Edit: We exclude cases where the curve intersects itself because the derivative doesn't exist at the intersecting points.

Last edited: Jun 21, 2016
2. Jun 21, 2016

### Staff: Mentor

If both, $x=x(t)$ and $y=y(t)$ depend on a parameter $t$, then they depend on each other. In the simplest case it's $y(t) = y(x^{-1}(t))$. In general one might need some local inversion properties.
Your example is even without a parametrization no counterexample, since $x^2+y^2=1$ already establishes a dependency $y(x)$.

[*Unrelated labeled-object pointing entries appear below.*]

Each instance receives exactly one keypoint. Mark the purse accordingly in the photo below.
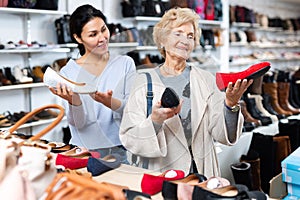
(67, 186)
(27, 163)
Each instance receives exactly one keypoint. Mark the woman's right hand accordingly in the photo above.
(160, 114)
(66, 93)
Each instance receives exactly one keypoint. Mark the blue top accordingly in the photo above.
(92, 124)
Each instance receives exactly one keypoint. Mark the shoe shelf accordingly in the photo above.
(36, 123)
(264, 45)
(254, 61)
(21, 86)
(123, 44)
(30, 11)
(37, 50)
(212, 23)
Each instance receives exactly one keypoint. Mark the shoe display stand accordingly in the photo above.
(30, 95)
(220, 53)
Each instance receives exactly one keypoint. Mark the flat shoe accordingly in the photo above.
(171, 189)
(70, 162)
(228, 192)
(51, 78)
(98, 166)
(81, 152)
(254, 71)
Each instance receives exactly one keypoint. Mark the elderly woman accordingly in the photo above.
(181, 137)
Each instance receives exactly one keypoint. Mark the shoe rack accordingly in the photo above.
(27, 97)
(262, 39)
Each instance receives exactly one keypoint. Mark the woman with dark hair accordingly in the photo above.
(91, 114)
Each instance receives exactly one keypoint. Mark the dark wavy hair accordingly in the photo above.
(82, 15)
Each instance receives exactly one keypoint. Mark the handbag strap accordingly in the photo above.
(149, 94)
(36, 111)
(149, 97)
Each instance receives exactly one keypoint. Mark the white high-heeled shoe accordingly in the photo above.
(51, 78)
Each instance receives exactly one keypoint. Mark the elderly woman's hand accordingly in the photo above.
(160, 114)
(235, 92)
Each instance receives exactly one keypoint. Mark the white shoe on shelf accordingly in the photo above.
(51, 78)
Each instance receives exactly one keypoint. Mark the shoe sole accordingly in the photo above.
(259, 73)
(51, 78)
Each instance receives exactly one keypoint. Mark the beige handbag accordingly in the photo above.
(27, 164)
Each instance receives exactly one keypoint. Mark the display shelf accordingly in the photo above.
(22, 86)
(36, 50)
(22, 11)
(123, 44)
(27, 91)
(36, 123)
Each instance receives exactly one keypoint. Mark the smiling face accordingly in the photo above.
(180, 41)
(94, 36)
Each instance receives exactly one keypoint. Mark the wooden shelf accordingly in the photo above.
(31, 11)
(22, 86)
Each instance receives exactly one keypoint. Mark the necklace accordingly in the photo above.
(170, 72)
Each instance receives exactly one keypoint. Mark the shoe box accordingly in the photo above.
(291, 173)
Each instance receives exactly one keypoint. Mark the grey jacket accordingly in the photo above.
(168, 148)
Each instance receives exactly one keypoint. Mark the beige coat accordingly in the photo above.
(168, 148)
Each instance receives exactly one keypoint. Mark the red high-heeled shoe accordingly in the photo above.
(152, 184)
(254, 71)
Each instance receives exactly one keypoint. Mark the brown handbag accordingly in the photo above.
(67, 186)
(30, 160)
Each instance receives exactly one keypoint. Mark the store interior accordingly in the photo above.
(239, 34)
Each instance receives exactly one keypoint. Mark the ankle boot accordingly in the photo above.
(252, 108)
(258, 102)
(265, 147)
(283, 149)
(3, 79)
(256, 86)
(283, 97)
(9, 75)
(267, 105)
(294, 96)
(271, 89)
(291, 129)
(242, 174)
(247, 115)
(253, 159)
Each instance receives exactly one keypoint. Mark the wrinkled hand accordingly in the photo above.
(235, 92)
(160, 114)
(66, 93)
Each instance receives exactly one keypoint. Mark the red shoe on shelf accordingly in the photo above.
(254, 71)
(152, 184)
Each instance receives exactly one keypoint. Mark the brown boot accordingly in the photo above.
(272, 90)
(283, 97)
(256, 86)
(247, 115)
(253, 159)
(283, 149)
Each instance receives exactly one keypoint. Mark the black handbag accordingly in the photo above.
(46, 4)
(131, 8)
(21, 3)
(63, 30)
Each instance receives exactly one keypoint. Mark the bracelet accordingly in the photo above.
(234, 108)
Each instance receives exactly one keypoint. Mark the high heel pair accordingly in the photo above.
(212, 188)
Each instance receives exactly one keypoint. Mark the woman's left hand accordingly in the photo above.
(235, 92)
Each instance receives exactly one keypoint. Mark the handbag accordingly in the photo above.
(21, 3)
(46, 4)
(135, 159)
(67, 186)
(28, 163)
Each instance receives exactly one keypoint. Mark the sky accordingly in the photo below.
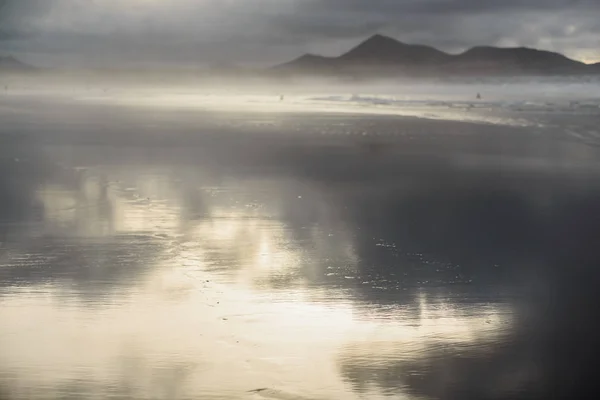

It won't be possible, if you say $x=x(t)$ and $y=y(s)$ and there is no (formal) relation between $s$ and $t.$ In this case $\frac{\partial{y}}{\partial{x}}$ wouldn't make sense.

3. Jun 21, 2016

### Happiness

I thought $y(x)$ means $y$ is a function of $x$? But for $x^2+y^2=1$, $y$ is not a function of $x$. The unit circle fails the vertical-line test.

4. Jun 21, 2016

### Staff: Mentor

You could resolve it by separately consider the two branches $y = ± \sqrt{1-x^2}$.
Whether you can explicitly write $y=y(x)$ or not doesn't change the dependency. It makes the difference between $\frac{dy}{dx} = 0$ and $\frac{dy}{dx} ≠ 0.$
$$0 = \frac{d}{dx} 1 = \frac{d{x^2}}{d{x}} + \frac{d{y^2}}{d{x}} = 2x + 2y \frac{d{y}}{d{x}} \text{ and therefore } x+ y \cdot \frac{d{y}}{d{x}} = 0$$
If $y$ and $x$ were independent then $x$ would be a constant function and not a coordinate of a circle.

5. Jun 22, 2016

### chiro

If one variable has a zero derivative with respect to another variable then no inverse function in that neighborhood exists - and this is part of a theorem known as the inverse function theorem which looks at determinants of matrices in higher dimensions.

If two things are related then there is a functional mapping between them of some sort (you may have to "unwind" the mapping so that you don't have branch cuts and you maintain an actual one to one functional correspondence).

If a derivative is zero everywhere then no relation between the two variables exists at all.